Alain Chouet : Mokhtar Belmokhtar c’est quelqu’un que l’on connaissait bien dans les années 90 parce qu'il avait plus ou moins fricoté avec le GIA avant de se reconvertir dans les trafics en tous genres en particulier de cigarettes, ce qui lui avait valu le surnom de « Mr Marlboro », mais aussi de matériels japonais et d’armes puis après de drogues quand les canaux du trafic ont évolué de l’Amérique du Sud vers l’Amérique du Nord puis les côtes africaines. Le tout dans la zone des trois frontières, Mauritanie, Algérie, Mali. Il était dans le grand banditisme. Quand le GIA a du quitter la zone du nord de l’Algérie sous les coups de butoir de la répression, il s’est drapé dans le Drapeau vert parce que c’est plus valorisant de dire « je suis un grand militant islamiste »plutôt que« je suis un grand trafiquant ». Il était le roi du pétrole dans cette zone, jusqu’à ce que d’autres comme Abou Zeïd viennent dans son coin. Ce qui a donné lieu à pas mal de frictions. Par exemple, autour de nos deux jeunes otages tués au Niger, il y a un affrontement entre Mokhtar Belmokhtar et Abou Zeïd. C’est à qui va payer les otages de l’autre car c’est leur principale source de revenus. Ils cherchent d’abord le pognon avant la révolution islamique.  

Certains observateurs évoquent le rôle ambigu des services de renseignements algériens qui auraient participé à sa montée en puissance au sein de la mouvance islamiste ?  
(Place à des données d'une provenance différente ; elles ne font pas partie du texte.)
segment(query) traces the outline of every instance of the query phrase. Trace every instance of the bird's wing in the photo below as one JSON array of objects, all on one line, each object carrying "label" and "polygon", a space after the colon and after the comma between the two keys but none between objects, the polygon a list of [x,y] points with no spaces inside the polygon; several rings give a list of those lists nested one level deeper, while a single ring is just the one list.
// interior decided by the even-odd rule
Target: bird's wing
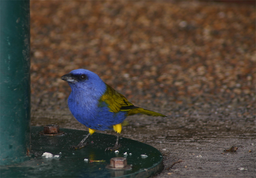
[{"label": "bird's wing", "polygon": [[101,98],[101,100],[108,104],[109,111],[117,112],[126,111],[138,107],[129,102],[123,95],[106,84],[107,90]]}]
La DGSE a beaucoup travaillé avec les services algériens pour le suivre par différents moyens techniques de la fin des années 90 au début des années 2000. Je ne crois pas à la thèse d’un complot. Mais effectivement, on ne peut pas dire que les services algériens mettaient beaucoup d’enthousiasme à lui courir après. Il y a plusieurs raisons à cela. Les services algériens étaient plutôt satisfaits que l’activisme djihadiste désertent le nord de l’Algérie et soit confiné dans le sud. Sachant qu’ils auraient beaucoup de mal à venir au bout de la « bête », ils avaient plutôt intérêt à le contenir. Je pense aussi qu’un certain nombre d’acteurs algériens étaient impliqués dans ces trafics. Un certain modus vivendi s’était établi. Le problème de la classe politique algérienne, c’est qu’elle est aussi extrêmement divisée sur ces questions. La succession de Bouteflika est ouverte. Il n’y a pas de successeur évident et tout le monde est d’une prudence de serpent parmi la classe politique ou les militaires, qui se confondent souvent. Cela conduit à une forme d’immobilisme.  

Y-a-t-il un moment où il est passé à une phase plus active de terrorisme ?  
  
Non. Il était simplement en concurrence avec d’autres acteurs qui se réclamaient du djihadisme et il a suivi cette voie. Mais je ne crois pas à l’idée qu’il soit un djihadiste slafiste convaincu. Cela reste un bandit de grand chemin. Récemment, il a été éjecté d’AQMI parce qu’il voulait être Calife à la place du Calife, notamment Abdelmalek Droukdel qui n’a plus aucune autorité dans le nord de l’Algérie. Ces derniers temps, Mokhtar Belmokhtar était complètement marginalisé et avec cette opération, il se remet en selle. Il fait de l’ombre à Abou Zeïd qui reste englué dans ses problèmes au Mali. 

Le site gazier d’In Amenas était-il particulièrement menacé ? 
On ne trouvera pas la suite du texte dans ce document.